I'm going to cut off ties with my mom but not my dad. How do I go about this?
Without knowing the situation, it is hard to advise. There are so many good reasons and impetuous reasons for estrangement. Sometimes even 2 sides to every story...
If your Dad loves your Mom, it is not fair to put yourself in the middle of that relationship. Just as if one of your parents hated a partner you choose. Not really their place to encroach and your Dad may feel the same.
My Dad has had some interesting relationships over time... I show up and figure out how to make it work, because I love him and want to see him. Sorry that your Mom is the person that makes you uncomfortable, but it is his choice and you must respect if, not force him into a situation to accommodate you. She came first, whether you agree or disagree with his life choice, you have to respect and consider that.
Hi iam actually in your future situation and let me tell you i do not regret it at all. I dont know your situation but im pretty sure there is a reason.
My suggestion is if you dont really speak to your mum just keep it at that, you dont have to sit and explain to her that you dont want to talk to her anymore
As for you dad keep doing what your doing things happen in life and everyone makes different decsions depending on their situation.
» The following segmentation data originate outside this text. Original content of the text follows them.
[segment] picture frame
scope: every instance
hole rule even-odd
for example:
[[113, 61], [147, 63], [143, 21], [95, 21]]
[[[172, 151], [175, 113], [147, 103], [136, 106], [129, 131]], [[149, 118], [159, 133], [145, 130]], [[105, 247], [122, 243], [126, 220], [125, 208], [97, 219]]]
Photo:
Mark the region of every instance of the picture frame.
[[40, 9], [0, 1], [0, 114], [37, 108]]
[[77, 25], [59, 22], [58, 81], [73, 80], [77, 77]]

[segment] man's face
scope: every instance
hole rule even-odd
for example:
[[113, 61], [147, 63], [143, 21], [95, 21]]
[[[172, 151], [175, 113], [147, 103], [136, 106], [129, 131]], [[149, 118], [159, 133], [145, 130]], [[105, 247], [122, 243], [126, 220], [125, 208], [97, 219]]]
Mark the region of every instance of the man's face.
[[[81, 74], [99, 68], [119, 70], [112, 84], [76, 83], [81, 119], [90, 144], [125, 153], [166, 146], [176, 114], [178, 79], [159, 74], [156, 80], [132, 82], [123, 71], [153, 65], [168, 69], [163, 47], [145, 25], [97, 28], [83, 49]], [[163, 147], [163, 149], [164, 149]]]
Do what you believe is right and suitable for you not what people tell you what you should do or what is expected.
Hi. I'm sorry for your estrangement from your mom. I've been there as well as my siblings.
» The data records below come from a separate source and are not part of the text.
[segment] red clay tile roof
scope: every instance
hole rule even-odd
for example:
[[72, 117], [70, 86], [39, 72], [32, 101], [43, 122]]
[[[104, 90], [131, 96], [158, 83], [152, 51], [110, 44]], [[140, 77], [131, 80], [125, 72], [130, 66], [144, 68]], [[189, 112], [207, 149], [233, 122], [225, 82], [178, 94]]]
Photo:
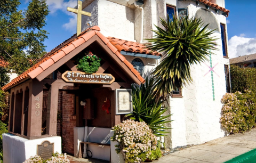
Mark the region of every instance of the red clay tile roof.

A less difficult way is to stop contacting her and don't take her calls. Carry on with your life and block out the toxins associated with your mom.
Take a break from all that she is.
You would be surprised by how many bonds are restored by giving it time. It may take months, years or it may never happen.
If your parents live together, ask your father not to speak of her. You don't need salt in your wounds.
We can choose our friends but we can't choose our family.